As I shared in Chapter Eleven of Our Story, there is a common belief that if a man has an affair, the wife must be to blame for his infidelity. I have even heard those who have been the Other Woman make it clear that if he wasn’t getting what he needed at home, the poor guy had no choice but to find comfort in someone else’s arms.
No. Just no.
As much as I agree that men generally aren’t forced to commit adultery, one of the things that I still had to confront on my own path to healing was taking responsibility for my role in the breakdown of our marriage.
I never cheated on him, but there were ways that I failed my ex-husband.
I allowed myself to become a doormat. I didn’t drag him to counseling until it was already too late. I didn’t respect myself, so I didn’t gain his respect either. I didn’t hold him accountable. Because of several devastating things that happened in our marriage, I shut down emotionally and physically. If I told you what occurred, you wouldn’t blame me. This is where counseling and accountability could have been game-changing. I turned a blind eye to the late nights, mornings where I discovered that he was still gone, and weekends away. I trusted him to be where he said he would be. I found evidence of his unfaithfulness, and yet I couldn’t bring myself to see the truth. As hard as I tried to be a good and submissive Christian wife, I still failed.
This was almost six years ago, and I am a different woman than the diminutive, naïve, and idealistic girl that I used to be. If I could go back, I would put our marriage first, and not our children. I would speak up, unafraid of rocking the boat. I would stand up and fight for myself – and for my marriage. I would get us into counseling and into accountability relationships with strong mentors. I wouldn’t have agreed to stay away from his computer. I would not have hidden my pain from my close friends and family – the ones that love me most.

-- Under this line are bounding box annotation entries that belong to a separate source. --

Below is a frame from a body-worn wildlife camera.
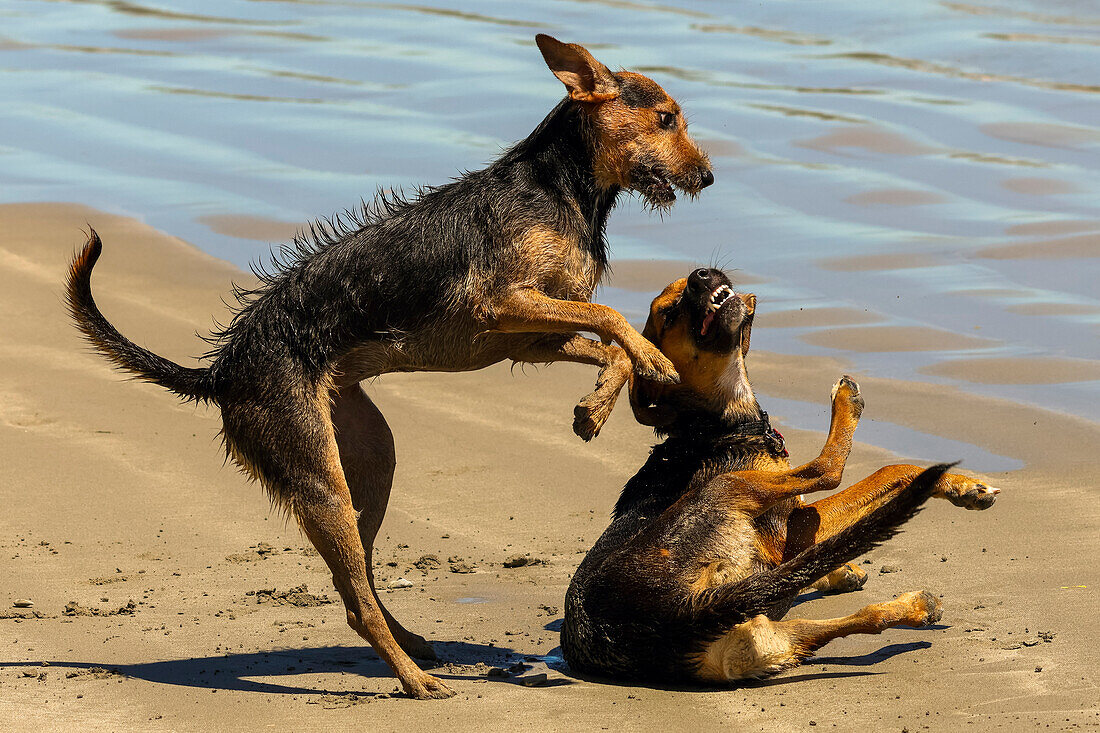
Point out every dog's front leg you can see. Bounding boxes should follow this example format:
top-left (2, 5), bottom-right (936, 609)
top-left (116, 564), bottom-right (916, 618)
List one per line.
top-left (509, 333), bottom-right (634, 440)
top-left (707, 375), bottom-right (864, 516)
top-left (491, 287), bottom-right (680, 384)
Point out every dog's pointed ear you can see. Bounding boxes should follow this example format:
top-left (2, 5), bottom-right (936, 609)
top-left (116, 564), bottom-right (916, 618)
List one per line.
top-left (741, 293), bottom-right (756, 359)
top-left (535, 33), bottom-right (619, 102)
top-left (630, 374), bottom-right (677, 428)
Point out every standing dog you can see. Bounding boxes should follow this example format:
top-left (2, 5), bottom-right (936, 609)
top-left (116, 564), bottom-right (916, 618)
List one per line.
top-left (561, 270), bottom-right (998, 683)
top-left (68, 35), bottom-right (714, 698)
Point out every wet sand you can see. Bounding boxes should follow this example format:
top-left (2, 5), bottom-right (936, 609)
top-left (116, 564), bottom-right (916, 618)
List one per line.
top-left (0, 205), bottom-right (1100, 731)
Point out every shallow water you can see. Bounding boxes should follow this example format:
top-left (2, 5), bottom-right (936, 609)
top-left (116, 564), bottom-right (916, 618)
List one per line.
top-left (0, 0), bottom-right (1100, 431)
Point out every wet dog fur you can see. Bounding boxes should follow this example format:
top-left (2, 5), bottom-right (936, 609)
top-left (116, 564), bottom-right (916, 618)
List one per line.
top-left (561, 270), bottom-right (998, 683)
top-left (67, 35), bottom-right (714, 699)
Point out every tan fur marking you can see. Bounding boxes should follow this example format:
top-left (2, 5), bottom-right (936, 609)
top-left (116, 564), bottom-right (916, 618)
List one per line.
top-left (516, 225), bottom-right (604, 300)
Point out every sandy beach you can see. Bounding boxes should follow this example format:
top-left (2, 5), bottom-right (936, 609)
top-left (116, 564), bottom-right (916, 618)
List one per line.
top-left (0, 202), bottom-right (1100, 731)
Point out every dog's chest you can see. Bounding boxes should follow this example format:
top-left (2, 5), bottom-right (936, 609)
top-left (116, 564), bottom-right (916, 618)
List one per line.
top-left (516, 226), bottom-right (604, 300)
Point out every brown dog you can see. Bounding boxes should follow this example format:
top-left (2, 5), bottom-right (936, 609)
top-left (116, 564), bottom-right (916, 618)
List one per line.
top-left (68, 35), bottom-right (714, 698)
top-left (561, 270), bottom-right (998, 682)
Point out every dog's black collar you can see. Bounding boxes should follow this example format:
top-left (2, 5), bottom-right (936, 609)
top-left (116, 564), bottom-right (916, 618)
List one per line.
top-left (722, 409), bottom-right (791, 458)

And I would have reached out and begged for help.
Even then, I don’t know if these would have changed the outcome.
The trust that is severed when marriage vows are tossed aside takes a long time to regain, even in the best of situations. I am blessed to know couples who have been through the agony and betrayal of adultery in their own marriages, but who walked through the fire hand-in-hand, and have found healing and strength on the other side. They each put in the hard work, the dedication, and lived transparently while they fought to earn back trust and save their marriages. They are such inspirations to me, and it was my prayer that we could have joined them. I also want you to know that it is possible to find forgiveness, healing, and trust in each other again.
Be prepared for the possibility of feeling the finger of blame pointed at you somewhere in your healing journey. Even though this may happen, I can’t stress this enough – If you were faithful to your spouse, it is not your fault.
Do you hear me? This is not your fault.
You are not alone. Even when you don’t know which way to turn, who to trust, or how to survive the physical pain of your heart breaking in two… Please know that you are not alone in this.
You will find the strength to do the next thing. You will smile again. You will heal.
You are not alone… I promise.
I hope that I cleared things up a bit.